MONDAY, June 1, 2020 (HealthDay News) — Current practice patterns relating to testing and management of thyroid-stimulating hormone (TSH) during pregnancy are associated with overdiagnosis and overtreatment of hypothyroidism, according to a study published online June 1 in CMAJ, the journal of the Canadian Medical Association.
Jennifer M. Yamamoto, M.D., from the University of Calgary in Alberta, Canada, and colleagues conducted a retrospective cohort study of pregnancies in Alberta to examine the frequency and distribution of TSH testing by gestational age as well as TSH values associated with treatment.

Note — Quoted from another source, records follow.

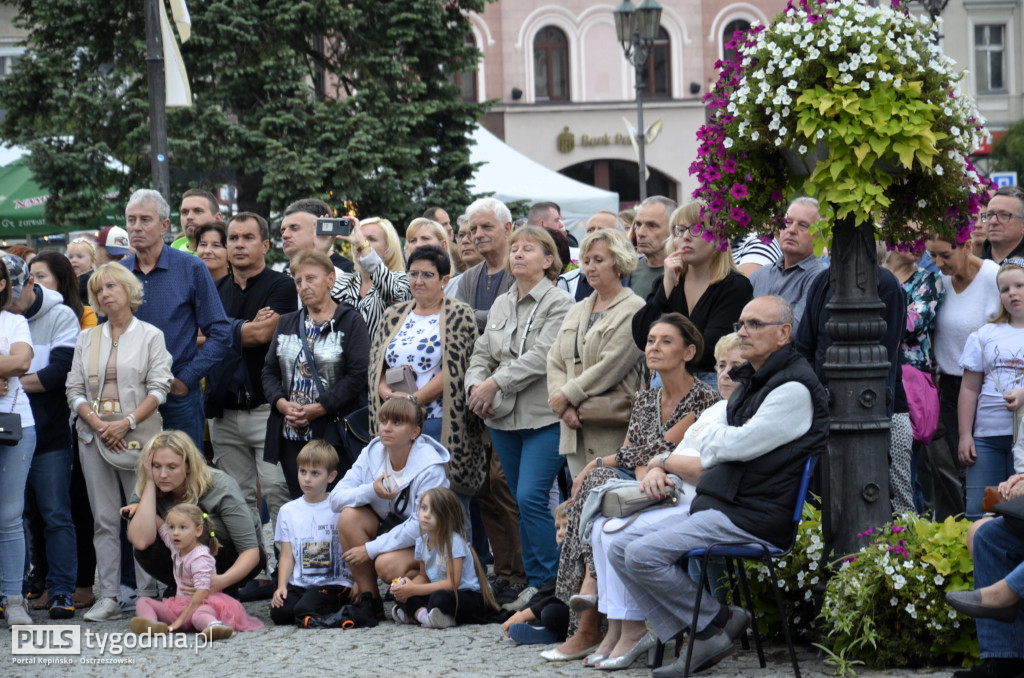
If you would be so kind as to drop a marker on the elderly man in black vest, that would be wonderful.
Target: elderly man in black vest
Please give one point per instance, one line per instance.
(776, 418)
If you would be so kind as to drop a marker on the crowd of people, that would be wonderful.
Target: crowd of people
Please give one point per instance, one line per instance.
(410, 414)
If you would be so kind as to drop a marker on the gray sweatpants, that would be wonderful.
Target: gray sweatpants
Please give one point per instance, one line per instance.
(646, 559)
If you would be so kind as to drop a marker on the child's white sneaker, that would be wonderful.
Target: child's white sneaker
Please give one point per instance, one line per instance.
(217, 631)
(439, 620)
(104, 609)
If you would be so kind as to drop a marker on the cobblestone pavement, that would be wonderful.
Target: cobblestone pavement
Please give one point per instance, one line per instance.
(389, 649)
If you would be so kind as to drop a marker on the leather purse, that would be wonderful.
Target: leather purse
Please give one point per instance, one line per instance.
(10, 424)
(611, 409)
(629, 500)
(400, 379)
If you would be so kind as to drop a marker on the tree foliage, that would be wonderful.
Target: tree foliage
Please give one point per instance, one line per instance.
(348, 100)
(1008, 154)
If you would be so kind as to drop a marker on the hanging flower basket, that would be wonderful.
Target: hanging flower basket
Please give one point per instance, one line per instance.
(851, 103)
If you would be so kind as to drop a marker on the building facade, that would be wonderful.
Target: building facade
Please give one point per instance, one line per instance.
(565, 92)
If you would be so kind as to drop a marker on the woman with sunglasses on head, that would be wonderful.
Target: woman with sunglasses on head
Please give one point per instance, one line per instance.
(379, 280)
(53, 271)
(701, 282)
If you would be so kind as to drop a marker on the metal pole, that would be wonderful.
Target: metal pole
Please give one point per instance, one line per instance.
(158, 100)
(640, 61)
(856, 469)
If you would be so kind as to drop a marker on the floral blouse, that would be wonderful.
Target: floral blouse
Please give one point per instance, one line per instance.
(646, 432)
(924, 291)
(418, 344)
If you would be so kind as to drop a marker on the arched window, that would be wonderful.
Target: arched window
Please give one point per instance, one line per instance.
(659, 67)
(727, 35)
(466, 79)
(551, 65)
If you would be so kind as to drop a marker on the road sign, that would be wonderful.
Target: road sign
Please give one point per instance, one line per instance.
(1004, 178)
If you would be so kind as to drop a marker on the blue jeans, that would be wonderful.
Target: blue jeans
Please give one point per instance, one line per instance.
(185, 413)
(530, 461)
(999, 554)
(993, 465)
(49, 478)
(14, 464)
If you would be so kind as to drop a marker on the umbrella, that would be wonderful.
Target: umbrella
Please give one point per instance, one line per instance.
(23, 205)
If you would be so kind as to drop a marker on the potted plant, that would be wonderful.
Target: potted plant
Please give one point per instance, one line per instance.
(854, 104)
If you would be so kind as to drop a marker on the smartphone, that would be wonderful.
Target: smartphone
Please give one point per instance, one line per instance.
(339, 226)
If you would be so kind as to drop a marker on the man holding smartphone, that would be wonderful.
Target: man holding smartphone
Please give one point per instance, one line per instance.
(298, 232)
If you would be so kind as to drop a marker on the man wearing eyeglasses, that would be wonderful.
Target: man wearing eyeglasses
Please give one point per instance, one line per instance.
(1005, 218)
(750, 482)
(791, 277)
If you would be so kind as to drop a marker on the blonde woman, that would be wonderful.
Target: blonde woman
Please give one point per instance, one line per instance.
(380, 280)
(507, 387)
(171, 471)
(700, 282)
(594, 352)
(133, 369)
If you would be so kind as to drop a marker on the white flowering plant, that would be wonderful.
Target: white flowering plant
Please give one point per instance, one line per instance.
(885, 605)
(854, 104)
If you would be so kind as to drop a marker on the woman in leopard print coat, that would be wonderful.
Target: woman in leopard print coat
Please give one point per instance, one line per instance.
(412, 333)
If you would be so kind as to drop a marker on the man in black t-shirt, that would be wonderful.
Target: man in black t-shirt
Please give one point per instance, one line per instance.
(254, 297)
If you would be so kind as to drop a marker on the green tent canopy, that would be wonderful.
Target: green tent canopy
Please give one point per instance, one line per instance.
(23, 205)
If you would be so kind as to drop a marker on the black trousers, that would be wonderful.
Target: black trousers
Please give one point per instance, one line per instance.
(157, 560)
(302, 602)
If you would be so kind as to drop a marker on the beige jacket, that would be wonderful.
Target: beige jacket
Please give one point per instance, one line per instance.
(143, 368)
(518, 365)
(608, 362)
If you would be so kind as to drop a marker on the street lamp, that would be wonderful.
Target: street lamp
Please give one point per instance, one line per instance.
(637, 28)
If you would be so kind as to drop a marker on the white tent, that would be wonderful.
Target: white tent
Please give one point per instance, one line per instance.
(512, 176)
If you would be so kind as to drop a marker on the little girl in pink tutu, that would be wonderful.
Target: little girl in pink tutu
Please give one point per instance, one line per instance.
(188, 535)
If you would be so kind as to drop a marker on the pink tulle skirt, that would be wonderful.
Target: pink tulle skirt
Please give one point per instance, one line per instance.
(227, 609)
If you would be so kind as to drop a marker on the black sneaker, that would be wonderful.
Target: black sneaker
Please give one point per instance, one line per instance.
(371, 606)
(509, 593)
(61, 606)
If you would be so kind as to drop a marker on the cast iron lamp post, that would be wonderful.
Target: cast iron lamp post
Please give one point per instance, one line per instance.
(637, 28)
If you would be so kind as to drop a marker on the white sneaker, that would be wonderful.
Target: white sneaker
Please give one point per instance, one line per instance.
(104, 609)
(15, 610)
(439, 620)
(127, 598)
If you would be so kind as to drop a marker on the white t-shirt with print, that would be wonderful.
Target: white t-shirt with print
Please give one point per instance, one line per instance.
(312, 532)
(1004, 362)
(14, 329)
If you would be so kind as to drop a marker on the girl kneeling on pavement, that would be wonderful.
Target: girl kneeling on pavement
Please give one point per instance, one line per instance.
(451, 586)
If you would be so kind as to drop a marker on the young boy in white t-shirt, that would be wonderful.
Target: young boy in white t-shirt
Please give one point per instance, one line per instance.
(312, 578)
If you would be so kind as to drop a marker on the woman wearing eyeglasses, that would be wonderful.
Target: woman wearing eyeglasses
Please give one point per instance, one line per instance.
(700, 282)
(508, 388)
(433, 335)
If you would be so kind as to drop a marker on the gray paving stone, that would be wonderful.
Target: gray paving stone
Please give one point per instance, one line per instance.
(389, 649)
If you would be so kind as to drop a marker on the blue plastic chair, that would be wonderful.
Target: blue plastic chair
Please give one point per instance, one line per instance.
(735, 552)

The researchers found that 59.2 percent of the 188,490 pregnancies had at least one TSH measurement. Gestational week 5 to 6 was the most common time for testing. Thyroid hormone therapy was initiated at a median of 7 gestational weeks. Among women with first TSH measurements of 4.01 to 9.99 mIU/L who were not immediately treated, in 67.9 percent of pregnancies, the repeat TSH measurement was 4.00 mIU/L or less. For 44.6 percent of women who started therapy during their pregnancy, thyroid hormone therapy was continued postpartum.
“The practice of TSH testing early in the first trimester may be resulting in overdiagnosis and unnecessary thyroid hormone therapy during and after pregnancy,” the authors write. “Clinical practice guidelines are needed to give clinicians a stepwise approach, based on the best existing evidence, for deciding whether and when TSH testing should occur.”